Introduction to Ollama
Omni-Layer Learning Language Acquisition Model (Ollama) is an open source tool that makes large language model (LLM) deployment and integration largely accessible to users. With Ollama, users can independently manage their LLM ecosystems by creating new models, pulling and running pretrained models, copying models, removing models, and duplicating existing models, all from their local machines. The tool was built from a combination of unsupervised learning techniques, deep neural networks, and a multilayered architecture to progressively understand more complex linguistic patterns, allowing it to ultimately learn natural language without direct human intervention or labeling of data.

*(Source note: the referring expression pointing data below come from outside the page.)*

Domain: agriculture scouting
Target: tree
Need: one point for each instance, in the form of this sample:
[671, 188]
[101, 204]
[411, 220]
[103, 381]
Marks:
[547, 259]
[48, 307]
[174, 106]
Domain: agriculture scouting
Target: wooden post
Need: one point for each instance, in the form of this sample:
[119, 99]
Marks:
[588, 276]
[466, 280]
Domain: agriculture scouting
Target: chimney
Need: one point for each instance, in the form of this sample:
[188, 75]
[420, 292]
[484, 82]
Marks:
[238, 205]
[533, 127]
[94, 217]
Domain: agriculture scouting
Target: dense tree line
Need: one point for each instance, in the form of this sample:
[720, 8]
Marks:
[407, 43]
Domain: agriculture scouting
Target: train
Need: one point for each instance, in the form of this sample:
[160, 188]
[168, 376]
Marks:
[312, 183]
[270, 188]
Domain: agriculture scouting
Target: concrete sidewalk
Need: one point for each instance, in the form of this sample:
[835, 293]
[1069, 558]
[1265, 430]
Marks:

Ollama offers several key features, of which the following are particularly of note:
- Local execution (no need for cloud resources): Mitigates data risks associated with the cloud and gives users more control and autonomy to run faster models without external reliance.
- Extensive model library: Comes packaged with a wide range of pretrained LLMs (ex: llama, gpt-oss, granite, mistral, etc.) that users can deploy and run from their local machines.
- Customization: Users can create LLMs specific to their use case by editing or adding parameters to existing pretrained models, offering greater autonomy and control.
Compatibility with Oracle Linux
Currently, Ollama is compatible with MacOS, Linux, and Windows operating systems, and can be deployed seamlessly on top of Oracle Linux.
Benefits to running Ollama on Oracle Linux
Running Ollama on Oracle Linux specifically offers users and enterprises several advantages beyond those available through using a generic Linux distribution, including:
- Oracle Ksplice for live kernel patching: Ksplice can uniquely apply critical security and bug patches to the Oracle Linux kernel without interrupting a user’s Ollama workloads or requiring a system reboot.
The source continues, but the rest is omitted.